How to interpret $Vdp$ term in an ideal gas?

Question

What is $vdp$ work and when do I use it?

I've read this answer already and I understand that it is the work to add in more substance over a pressure difference.

When we do the derivation for $$PV^{gamma} = C$$, In on of the steps we write

$$ PV=nRT$$ and, then we write that in differential form

$$ dp V + P dv = nR dT$$

So what would this Vdp term suggest in this context for say an ideal gas trapped in a spherical balloon?

I know that $P dv$ Is the energy in expanding the boundary i.e enlarging the sphere and my guess is that $Vdp$ is the work needed to add in more air to the balloon

Answer 1

$Vdp$ work is called flow work and applies to open systems, i.e., systems that permit mass to enter and exit the system. It’s the work required to move a volume of mass into and/or out of a system where a difference in pressure exists across the system boundary. It could apply when adding air to the balloon as you surmised. But it would not apply after the air is trapped in the balloon because then it becomes a closed system. Then only $pdV$ (boundary work) applies to the closed system.

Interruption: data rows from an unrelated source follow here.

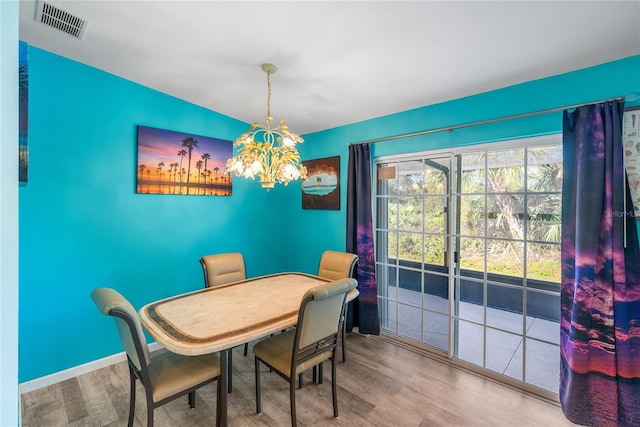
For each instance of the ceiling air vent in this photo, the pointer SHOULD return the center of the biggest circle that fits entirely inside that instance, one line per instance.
(60, 19)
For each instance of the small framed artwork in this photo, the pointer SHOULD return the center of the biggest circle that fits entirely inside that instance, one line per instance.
(23, 112)
(631, 143)
(321, 190)
(182, 163)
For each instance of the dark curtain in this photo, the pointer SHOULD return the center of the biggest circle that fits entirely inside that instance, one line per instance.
(600, 289)
(363, 311)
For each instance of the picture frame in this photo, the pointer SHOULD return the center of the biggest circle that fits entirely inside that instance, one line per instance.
(321, 189)
(182, 163)
(631, 144)
(23, 112)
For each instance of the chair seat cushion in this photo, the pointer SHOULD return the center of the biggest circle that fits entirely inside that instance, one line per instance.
(172, 373)
(277, 351)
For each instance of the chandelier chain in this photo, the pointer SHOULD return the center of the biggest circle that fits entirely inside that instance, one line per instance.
(268, 94)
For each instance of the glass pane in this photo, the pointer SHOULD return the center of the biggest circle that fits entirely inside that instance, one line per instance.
(386, 276)
(469, 345)
(410, 289)
(543, 262)
(410, 178)
(390, 241)
(410, 322)
(505, 216)
(473, 173)
(436, 172)
(436, 330)
(410, 246)
(434, 214)
(434, 247)
(471, 254)
(387, 213)
(544, 168)
(505, 257)
(472, 215)
(502, 353)
(542, 365)
(470, 300)
(504, 308)
(505, 172)
(545, 217)
(410, 214)
(388, 185)
(436, 292)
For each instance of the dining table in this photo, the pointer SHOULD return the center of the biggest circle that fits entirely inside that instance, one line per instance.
(216, 319)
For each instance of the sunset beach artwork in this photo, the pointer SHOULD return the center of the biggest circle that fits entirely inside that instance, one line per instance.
(321, 190)
(182, 163)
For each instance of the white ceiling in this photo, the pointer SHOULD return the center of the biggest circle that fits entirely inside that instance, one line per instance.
(339, 61)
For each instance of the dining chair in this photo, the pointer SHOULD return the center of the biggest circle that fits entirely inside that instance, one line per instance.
(220, 269)
(338, 265)
(165, 376)
(310, 343)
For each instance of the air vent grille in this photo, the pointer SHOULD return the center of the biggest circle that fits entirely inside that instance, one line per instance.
(60, 19)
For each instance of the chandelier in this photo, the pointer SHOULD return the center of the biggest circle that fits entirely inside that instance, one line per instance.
(268, 152)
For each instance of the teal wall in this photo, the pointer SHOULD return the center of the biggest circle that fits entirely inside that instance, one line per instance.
(82, 225)
(317, 230)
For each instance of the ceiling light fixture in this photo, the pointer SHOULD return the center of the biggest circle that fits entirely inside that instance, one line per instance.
(266, 152)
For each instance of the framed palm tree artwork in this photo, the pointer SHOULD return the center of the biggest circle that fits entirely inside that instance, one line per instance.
(182, 163)
(321, 190)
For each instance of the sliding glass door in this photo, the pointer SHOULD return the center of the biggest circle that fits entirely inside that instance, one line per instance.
(468, 255)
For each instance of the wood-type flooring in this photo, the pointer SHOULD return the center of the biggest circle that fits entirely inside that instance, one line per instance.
(381, 384)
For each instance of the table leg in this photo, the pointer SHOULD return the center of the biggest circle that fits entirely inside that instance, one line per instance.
(221, 413)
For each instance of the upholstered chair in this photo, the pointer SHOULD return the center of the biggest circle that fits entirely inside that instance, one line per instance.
(220, 269)
(165, 376)
(311, 342)
(337, 265)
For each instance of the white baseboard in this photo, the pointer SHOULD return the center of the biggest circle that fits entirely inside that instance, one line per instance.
(57, 377)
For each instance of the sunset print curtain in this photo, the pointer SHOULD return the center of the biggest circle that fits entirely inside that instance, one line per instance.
(363, 312)
(600, 295)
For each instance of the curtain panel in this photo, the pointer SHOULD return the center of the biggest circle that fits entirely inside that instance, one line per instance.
(600, 289)
(363, 311)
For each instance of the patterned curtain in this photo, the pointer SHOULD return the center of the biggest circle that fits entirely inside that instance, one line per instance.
(363, 311)
(600, 295)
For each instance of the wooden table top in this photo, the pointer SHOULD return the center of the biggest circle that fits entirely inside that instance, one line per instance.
(221, 317)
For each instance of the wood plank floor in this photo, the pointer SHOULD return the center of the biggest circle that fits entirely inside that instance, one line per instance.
(381, 384)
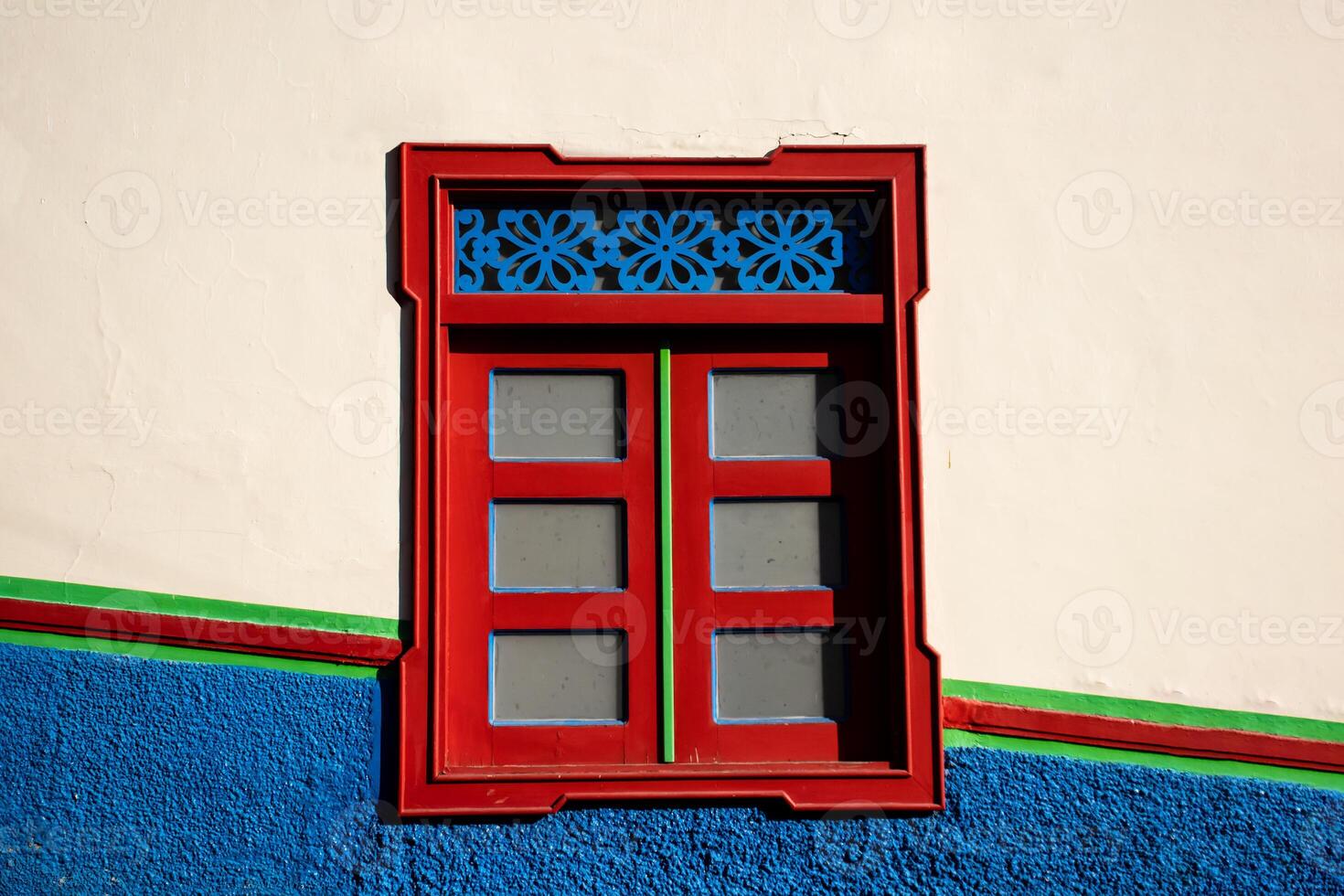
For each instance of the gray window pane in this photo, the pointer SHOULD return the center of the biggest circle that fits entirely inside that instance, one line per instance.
(542, 547)
(557, 415)
(777, 544)
(772, 414)
(778, 675)
(560, 676)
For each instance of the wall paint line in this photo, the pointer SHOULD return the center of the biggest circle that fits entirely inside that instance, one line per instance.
(666, 549)
(1167, 713)
(177, 604)
(1321, 779)
(146, 650)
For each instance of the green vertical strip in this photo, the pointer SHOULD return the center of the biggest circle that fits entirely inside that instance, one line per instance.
(666, 547)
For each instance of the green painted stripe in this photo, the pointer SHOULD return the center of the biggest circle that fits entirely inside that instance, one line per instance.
(1323, 779)
(666, 546)
(182, 655)
(1166, 713)
(177, 604)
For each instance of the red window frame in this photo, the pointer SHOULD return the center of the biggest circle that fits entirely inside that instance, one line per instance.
(437, 772)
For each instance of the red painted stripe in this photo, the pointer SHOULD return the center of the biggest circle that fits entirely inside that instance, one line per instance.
(195, 632)
(965, 715)
(1129, 733)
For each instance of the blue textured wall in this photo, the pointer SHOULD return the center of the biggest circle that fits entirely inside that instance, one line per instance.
(123, 774)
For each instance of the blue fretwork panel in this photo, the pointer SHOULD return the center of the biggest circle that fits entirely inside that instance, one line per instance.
(655, 251)
(774, 251)
(660, 251)
(528, 251)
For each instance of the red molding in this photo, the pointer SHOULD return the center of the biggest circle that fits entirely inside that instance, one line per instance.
(429, 175)
(1148, 736)
(195, 632)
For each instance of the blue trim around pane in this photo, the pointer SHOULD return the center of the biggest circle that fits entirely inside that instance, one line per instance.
(625, 557)
(731, 458)
(777, 720)
(618, 415)
(562, 723)
(844, 544)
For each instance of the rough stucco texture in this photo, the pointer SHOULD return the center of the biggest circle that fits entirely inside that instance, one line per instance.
(140, 775)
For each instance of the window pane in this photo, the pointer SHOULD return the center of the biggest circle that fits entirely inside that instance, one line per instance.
(542, 547)
(772, 414)
(775, 544)
(558, 676)
(778, 675)
(557, 415)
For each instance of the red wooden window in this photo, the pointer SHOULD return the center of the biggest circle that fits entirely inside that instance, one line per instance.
(688, 603)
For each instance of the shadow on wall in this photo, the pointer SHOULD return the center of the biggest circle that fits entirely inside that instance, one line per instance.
(172, 776)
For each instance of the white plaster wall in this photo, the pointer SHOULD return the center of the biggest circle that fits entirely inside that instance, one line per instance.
(1214, 493)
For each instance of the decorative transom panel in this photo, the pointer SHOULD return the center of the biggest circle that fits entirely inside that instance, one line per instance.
(808, 245)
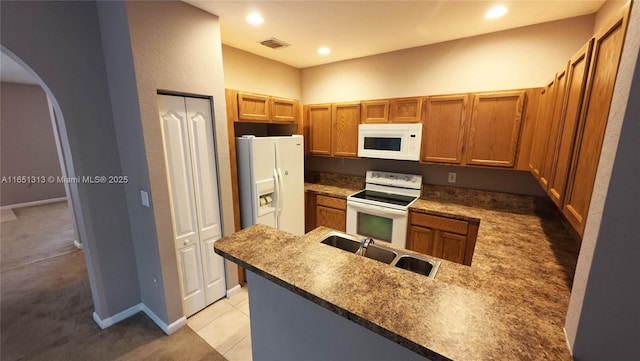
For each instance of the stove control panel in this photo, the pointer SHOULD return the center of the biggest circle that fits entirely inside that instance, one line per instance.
(394, 179)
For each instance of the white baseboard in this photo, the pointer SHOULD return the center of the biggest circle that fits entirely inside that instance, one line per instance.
(233, 291)
(34, 203)
(140, 307)
(110, 321)
(168, 329)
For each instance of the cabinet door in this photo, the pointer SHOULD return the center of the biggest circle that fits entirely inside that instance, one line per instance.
(421, 239)
(548, 160)
(345, 119)
(543, 124)
(319, 119)
(331, 218)
(310, 211)
(595, 111)
(375, 111)
(495, 128)
(575, 87)
(450, 246)
(444, 127)
(284, 110)
(254, 107)
(405, 110)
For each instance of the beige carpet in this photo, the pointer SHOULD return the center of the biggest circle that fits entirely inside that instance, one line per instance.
(46, 314)
(39, 232)
(7, 215)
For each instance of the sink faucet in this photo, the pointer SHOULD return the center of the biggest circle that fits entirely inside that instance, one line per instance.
(364, 244)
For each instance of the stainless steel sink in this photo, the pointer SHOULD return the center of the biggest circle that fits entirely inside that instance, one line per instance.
(405, 260)
(344, 243)
(381, 254)
(420, 265)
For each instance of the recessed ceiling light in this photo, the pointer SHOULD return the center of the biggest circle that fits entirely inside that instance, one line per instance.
(496, 12)
(255, 19)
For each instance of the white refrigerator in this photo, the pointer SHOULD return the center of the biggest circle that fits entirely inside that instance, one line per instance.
(271, 181)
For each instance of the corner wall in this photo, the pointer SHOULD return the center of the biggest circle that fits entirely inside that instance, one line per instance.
(28, 145)
(177, 47)
(253, 73)
(603, 320)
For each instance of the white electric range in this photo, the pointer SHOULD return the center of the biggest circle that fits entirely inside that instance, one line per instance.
(381, 210)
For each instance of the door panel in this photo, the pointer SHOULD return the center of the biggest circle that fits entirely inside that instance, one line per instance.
(191, 279)
(178, 162)
(213, 267)
(204, 167)
(290, 161)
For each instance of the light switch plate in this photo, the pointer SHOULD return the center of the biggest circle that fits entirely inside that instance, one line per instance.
(144, 196)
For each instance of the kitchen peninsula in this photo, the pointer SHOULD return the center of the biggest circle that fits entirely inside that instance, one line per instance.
(510, 303)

That being said, $Vdp$ can have a different meaning than flow work in the case of a closed ideal gas system. Though not applicable to your balloon example (whose boundary is not rigid), it can refer to an isochoric (constant volume) heat addition or subtraction which results in an increase or decrease in the pressure and temperature of the gas.

The differential form of the ideal gas law applies regardless of the process, so it can be used for the derivation of any process involving an ideal gas. The potential physical significance of the $VdP$ term for a closed ideal gas system, where flow work and $PdV$ work is not involved, is for an isochoric process.

Hope this helps